A number of recent studies of neural network dynamics have analysed the relationship between the direction of inputs and the magnitude of responses they evoke (51, 55, 56). However, these studies focused on networks with transient dynamics, such as those relevant for perception (55), or motor control (51, 56). In particular, ref. (56) found that optimal inputs (resulting in the largest transients) are typically near-orthogonal to the activity patterns that the network expresses in response to them, providing a normative account for the experimentally observed orthogonality of preparation and execution subspaces in motor cortex (57). Our work suggests that the use of optimal inputs to drive network dynamics, and the orthogonality of those inputs to network responses, is a more general principle of cortical circuits, extending beyond the motor cortex. In particular, our results demonstrate the importance of optimal initialization even when the transients following initialization themselves may be irrelevant, as information is ultimately maintained by stable attractor states.
We predict that optimal initial neural activities, which are aligned with the most amplifying modes, should also align strongly with the slowest or most persistent modes for tasks without a delay period, such as during perceptual decision-making (Figs. 3C and 6B). Evidence for this regime has been found in the mouse visual cortex for such a task (55): a Henrici’s index of approximately was reported (c.f. the 0.8 Henrici’s index in our data), implying the absence of strongly non-normal dynamics and thus a strong overlap between amplifying and persistent modes. In contrast, for brain regions involved in working memory, we predict that optimal information loading should result in distinct amplifying and persistent modes, thus leading to an initial period of dynamic neural activities (aligning with the amplifying modes) followed by more stable neural activities later in the delay period (aligning with the persistent modes). In line with this, a similar combination of dynamic and stable coding that we observed here has also been observed during working memory tasks in both monkey (64, 65) and mouse (36) posterior parietal cortex as well as monkey orbitofrontal and anterior cingulate cortices (8, 19).

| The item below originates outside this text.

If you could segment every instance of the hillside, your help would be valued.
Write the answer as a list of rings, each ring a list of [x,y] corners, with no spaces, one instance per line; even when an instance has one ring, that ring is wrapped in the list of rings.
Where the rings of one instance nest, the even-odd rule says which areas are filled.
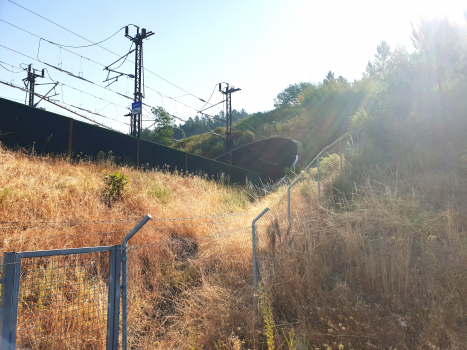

We expect our results to also generalize to more cognitively demanding working memory tasks in which, unlike the simple memory-guided saccade task we studied here, the correct response is unknown during the delay period, thus requiring the maintenance of stimulus information before a response can be prepared (14, 15, 22, 23, 61). Indeed, our theory of optimal information loading does not distinguish between information that is being held ready for a response, such as in a delayed response task, or information that is being held for further manipulation later in the trial. (Note that the simple sensory-to-motor coordinate transformation-based accounts of dynamic coding discussed above would not predict generalization to such tasks.) In line with this, strongly dynamic population activity during the cue and early delay period, similar to the dynamics we identified here, has been observed in monkey PFC during such tasks (10, 14–16, 22, 23).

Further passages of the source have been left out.